Nearly everyone’s a loser in the pension crisis. Workers lose when the city fails to pay their pensions. Municipal governments lose when they run out of cash or make risky investments to cover the shortfall. But a few guys never seems to lose. Chief among them are the Wall Street banks, who scam cities into high-risk investments that leave them worse off than they were before.
A New York Times piece on the Stockton bankruptcy lays out exactly how this scam works. When Stockton ran into trouble paying off its debts to Calpers, Lehman Brothers stepped in with a seemingly irresistable offer:
Stockton could raise the $152 million all at once in the municipal bond market, send the money to Calpers and get rid of the unpayable loan. The municipal bond market would charge Stockton just 5.81 percent interest. The city would come out way ahead.
As is often the case, however, it was what Lehman didn’t say that was most important:
What the bankers did not say was how seldom such pension bets ever pay off. . .
If Calpers’s investment earnings 30 years from then did not average out to at least 5.81 percent a year, he said, the bond would have been a bad idea. But then he dismissed this possibility, saying that if Calpers could not earn that much over time, “you have much bigger problems.”

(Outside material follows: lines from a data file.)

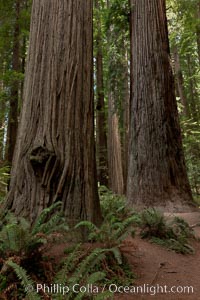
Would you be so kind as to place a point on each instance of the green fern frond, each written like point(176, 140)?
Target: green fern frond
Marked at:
point(104, 296)
point(25, 279)
point(55, 223)
point(69, 264)
point(91, 226)
point(96, 277)
point(117, 254)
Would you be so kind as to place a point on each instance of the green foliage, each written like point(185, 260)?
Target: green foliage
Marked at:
point(25, 280)
point(18, 237)
point(153, 223)
point(191, 142)
point(173, 235)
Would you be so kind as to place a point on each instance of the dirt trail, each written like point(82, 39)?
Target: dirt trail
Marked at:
point(155, 265)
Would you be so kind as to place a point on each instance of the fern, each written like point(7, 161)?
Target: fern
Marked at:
point(25, 279)
point(69, 264)
point(117, 254)
point(91, 226)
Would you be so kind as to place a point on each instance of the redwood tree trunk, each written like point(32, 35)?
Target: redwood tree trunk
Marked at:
point(102, 155)
point(55, 158)
point(180, 81)
point(13, 105)
point(157, 174)
point(116, 183)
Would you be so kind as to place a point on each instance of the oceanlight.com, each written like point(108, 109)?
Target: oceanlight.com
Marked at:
point(112, 288)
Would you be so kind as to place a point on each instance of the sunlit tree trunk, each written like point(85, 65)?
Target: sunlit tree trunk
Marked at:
point(157, 173)
point(55, 158)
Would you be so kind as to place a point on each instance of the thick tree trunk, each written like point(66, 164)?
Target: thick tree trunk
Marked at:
point(13, 105)
point(102, 155)
point(55, 158)
point(157, 174)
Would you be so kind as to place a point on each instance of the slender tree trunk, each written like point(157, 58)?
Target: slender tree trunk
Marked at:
point(102, 156)
point(55, 158)
point(13, 105)
point(198, 30)
point(180, 81)
point(193, 90)
point(115, 163)
point(126, 119)
point(157, 173)
point(116, 183)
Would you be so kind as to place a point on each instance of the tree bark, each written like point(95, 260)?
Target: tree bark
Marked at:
point(157, 173)
point(102, 155)
point(180, 81)
point(116, 183)
point(13, 105)
point(198, 30)
point(55, 157)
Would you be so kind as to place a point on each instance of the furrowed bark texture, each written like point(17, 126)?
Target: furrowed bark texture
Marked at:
point(115, 171)
point(157, 174)
point(102, 155)
point(13, 109)
point(55, 158)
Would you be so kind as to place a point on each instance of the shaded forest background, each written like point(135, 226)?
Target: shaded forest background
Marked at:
point(99, 81)
point(111, 58)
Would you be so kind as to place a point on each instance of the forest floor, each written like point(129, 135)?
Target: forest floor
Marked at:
point(157, 267)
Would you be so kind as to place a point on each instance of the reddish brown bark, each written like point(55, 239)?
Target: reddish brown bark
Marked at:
point(54, 158)
point(157, 173)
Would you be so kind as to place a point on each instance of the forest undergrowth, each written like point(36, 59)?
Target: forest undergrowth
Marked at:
point(93, 263)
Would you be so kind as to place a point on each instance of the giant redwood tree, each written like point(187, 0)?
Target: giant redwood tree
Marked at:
point(157, 174)
point(54, 157)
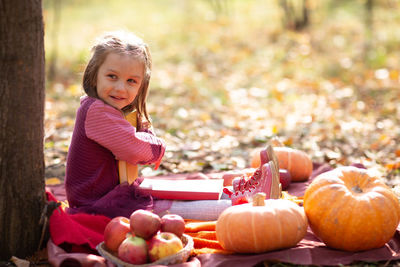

Calpers’s investments lost about 25 percent of their value in the financial turmoil that began in 2008. That meant the city had a new debt to Calpers, compounding at 7.75 percent, on top of its debt to the bondholders. Stockton was worse off than ever, with 29 more years to go.
This story is a must-read for anyone who wants to understand how public sector unions, poor municipal governance, and shady Wall Street dealing combine to fleece taxpayers and stiff workers from Stockton to New Orleans.